Fraud rates at smaller banks and payment companies are typically much higher than at traditional banks, the regulator warned last year.

Ten of these smaller companies were in the top 20 biggest recipients of fraud money in Britain. This means criminals use these platforms to create accounts and receive the proceeds of crime or as a way to move cash.

Consumer groups and charities supporting victims say they have been excluded from talks with City Minister Ben Afolami (pictured)

Consumer groups and charities supporting victims say they have been excluded from talks with City Minister Ben Afolami (pictured)

A PSR report published in November revealed dramatic variation in the willingness of different banks to reimburse victims. The best companies covered as much as 91 percent of the money lost, while the worst only covered 10 percent.

The number of reported scams linked to authorized push payment (APP) fraud – where payments are sent under false pretenses – increased by 12 per cent to 232,429 in 2023, according to figures from UK Finance published today.

In total, £459.7 million was lost last year, a decrease of 5 percent on the previous year.

Criminals are increasingly tempting online shoppers into so-called purchasing fraud, in which someone pays in advance for goods or services that never arrive.

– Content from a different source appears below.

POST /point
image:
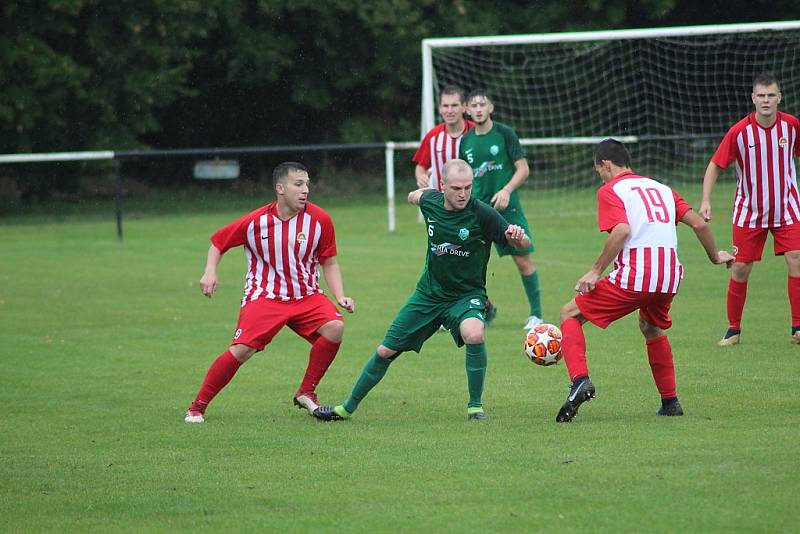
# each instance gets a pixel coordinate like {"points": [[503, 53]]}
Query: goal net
{"points": [[670, 94]]}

The number of successful attacks rose by 34 percent to 156,000 – the highest total ever recorded.

The amount lost to these types of scams rose by 28 percent last year to £85.9 million.

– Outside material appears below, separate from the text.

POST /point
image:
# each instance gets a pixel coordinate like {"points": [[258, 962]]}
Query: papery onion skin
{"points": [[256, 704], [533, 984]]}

The number of reported romance scams has also soared, up 14 per cent last year compared to 2022. Victims lost a total of £36.5 million – up 17 per cent year-on-year.

Mr Stevens says victims of romance scams often lose large sums of money spread over a number of smaller payments. Many could therefore be left significantly out of pocket if the limit is £30,000.

Commenting on the industry’s meeting with the Government, a PSR spokesperson said: ‘We remain confident this is the right approach, going further than ever before to protect consumers and shift the focus of all businesses to strengthening their anti-fraud systems. .’

A Treasury spokesman said: ‘It is important that victims of fraud are compensated. While the PSR is responsible for the new rules, the government is aware of the serious concerns raised by the industry and we encourage the PSR to join in.”